McClatchy Newspapers

KANSAS CITY, Mo.

Last May, the apocalypse appeared to loom over the entire U.S. auto industry.

With Chrysler in bankruptcy and General Motors about to follow suit, industry experts wondered whether the total collapse of either automaker would start a domino effect with the industry’s suppliers.

Many suppliers — including those with area plants, making everything from seats to consoles to bumpers — were in the same dire financial straits as two of the Detroit Three.

They also faced the prospect of no cash coming in as GM and Chrysler planned to idle most of their plants for June and July. Industry consolidation and shutdowns were eliminating thousands of jobs.

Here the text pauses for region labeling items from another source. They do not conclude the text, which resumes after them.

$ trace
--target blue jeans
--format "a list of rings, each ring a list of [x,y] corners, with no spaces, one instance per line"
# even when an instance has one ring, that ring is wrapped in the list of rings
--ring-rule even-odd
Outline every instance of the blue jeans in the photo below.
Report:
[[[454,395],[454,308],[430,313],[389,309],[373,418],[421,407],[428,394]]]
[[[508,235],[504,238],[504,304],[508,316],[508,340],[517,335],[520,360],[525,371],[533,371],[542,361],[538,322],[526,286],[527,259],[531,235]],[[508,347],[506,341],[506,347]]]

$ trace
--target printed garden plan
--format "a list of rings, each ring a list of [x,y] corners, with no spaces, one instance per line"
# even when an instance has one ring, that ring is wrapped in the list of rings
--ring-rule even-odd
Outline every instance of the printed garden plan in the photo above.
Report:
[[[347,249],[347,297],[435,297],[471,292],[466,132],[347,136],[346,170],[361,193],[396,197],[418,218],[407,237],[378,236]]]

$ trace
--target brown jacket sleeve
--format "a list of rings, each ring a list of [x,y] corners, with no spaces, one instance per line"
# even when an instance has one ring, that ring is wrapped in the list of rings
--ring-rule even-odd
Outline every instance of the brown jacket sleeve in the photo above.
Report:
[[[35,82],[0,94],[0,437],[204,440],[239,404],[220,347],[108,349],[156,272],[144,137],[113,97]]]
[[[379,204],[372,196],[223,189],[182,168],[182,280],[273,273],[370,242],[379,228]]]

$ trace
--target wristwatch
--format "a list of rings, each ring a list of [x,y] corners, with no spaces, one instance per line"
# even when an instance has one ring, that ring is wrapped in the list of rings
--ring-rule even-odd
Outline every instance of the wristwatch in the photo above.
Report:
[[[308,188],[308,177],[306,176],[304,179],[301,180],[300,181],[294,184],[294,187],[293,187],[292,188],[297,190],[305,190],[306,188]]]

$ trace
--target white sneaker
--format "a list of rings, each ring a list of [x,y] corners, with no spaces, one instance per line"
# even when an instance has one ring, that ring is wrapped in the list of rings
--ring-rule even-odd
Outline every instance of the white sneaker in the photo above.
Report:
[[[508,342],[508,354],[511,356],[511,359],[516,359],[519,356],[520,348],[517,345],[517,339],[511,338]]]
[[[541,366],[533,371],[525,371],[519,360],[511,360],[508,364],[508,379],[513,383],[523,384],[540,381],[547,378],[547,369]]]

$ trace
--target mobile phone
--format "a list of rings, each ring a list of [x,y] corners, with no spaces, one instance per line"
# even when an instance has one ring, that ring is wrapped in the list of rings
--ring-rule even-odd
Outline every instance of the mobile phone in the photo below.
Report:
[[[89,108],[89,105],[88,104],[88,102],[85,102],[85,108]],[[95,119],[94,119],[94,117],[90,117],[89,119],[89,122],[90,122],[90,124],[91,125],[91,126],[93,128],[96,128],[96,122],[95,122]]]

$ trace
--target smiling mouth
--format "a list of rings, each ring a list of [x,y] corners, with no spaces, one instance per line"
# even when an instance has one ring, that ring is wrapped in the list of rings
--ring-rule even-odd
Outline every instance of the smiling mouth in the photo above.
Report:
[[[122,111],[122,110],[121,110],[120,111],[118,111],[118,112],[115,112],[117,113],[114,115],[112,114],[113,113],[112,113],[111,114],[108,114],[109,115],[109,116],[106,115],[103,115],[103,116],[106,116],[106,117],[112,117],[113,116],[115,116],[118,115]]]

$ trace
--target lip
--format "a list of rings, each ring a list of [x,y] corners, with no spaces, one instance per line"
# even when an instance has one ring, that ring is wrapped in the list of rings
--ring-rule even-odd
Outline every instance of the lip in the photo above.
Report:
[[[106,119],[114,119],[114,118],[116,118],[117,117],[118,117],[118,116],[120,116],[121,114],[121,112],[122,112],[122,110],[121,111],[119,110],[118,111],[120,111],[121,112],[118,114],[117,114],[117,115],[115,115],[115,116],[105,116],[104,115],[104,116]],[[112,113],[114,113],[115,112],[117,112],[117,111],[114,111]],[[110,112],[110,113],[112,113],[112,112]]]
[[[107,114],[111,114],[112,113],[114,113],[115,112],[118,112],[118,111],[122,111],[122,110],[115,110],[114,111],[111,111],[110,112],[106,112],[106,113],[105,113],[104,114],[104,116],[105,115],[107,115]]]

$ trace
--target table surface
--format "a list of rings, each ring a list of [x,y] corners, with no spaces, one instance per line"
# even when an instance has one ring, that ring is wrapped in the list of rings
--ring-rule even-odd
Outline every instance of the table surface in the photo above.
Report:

“We had our job cut out for us, to say the least,” said Bob Griffin, chief executive of Jack Cooper Transport Co., an 80-year-old Kansas City-based car hauler for GM and other automakers.

As GM suffered, Cooper Transport did the same, losing $3 million monthly in the first half of 2009 amid a change in ownership and rumors of an imminent bankruptcy filing.

But nine months later, Cooper Transport continues operating — now in the black — and remains the second-biggest car hauler in the country.

And Cooper Transport and other suppliers now have something that has been growing since the pivotal summer of 2009: optimism.

According to a January survey by the Original Equipment Suppliers Association, 84 percent of those responding said they were “significantly” or “somewhat” more optimistic than they had been two months previously. And this was on top of expressing such optimism in the November survey.

Several factors kept the industry from imploding at the time of the GM bankruptcy, said Dave Andrea, senior vice president of the equipment suppliers association in Troy, Mich.

In a typical bankruptcy reorganization, companies suspend payment to suppliers and other creditors.

With the intervention of the federal government and the cooperation of lenders, that wasn’t the case with the GM and Chrysler bankruptcies. But before GM and Chrysler idled most of their assembly plants, they made big payments to suppliers at the end of May.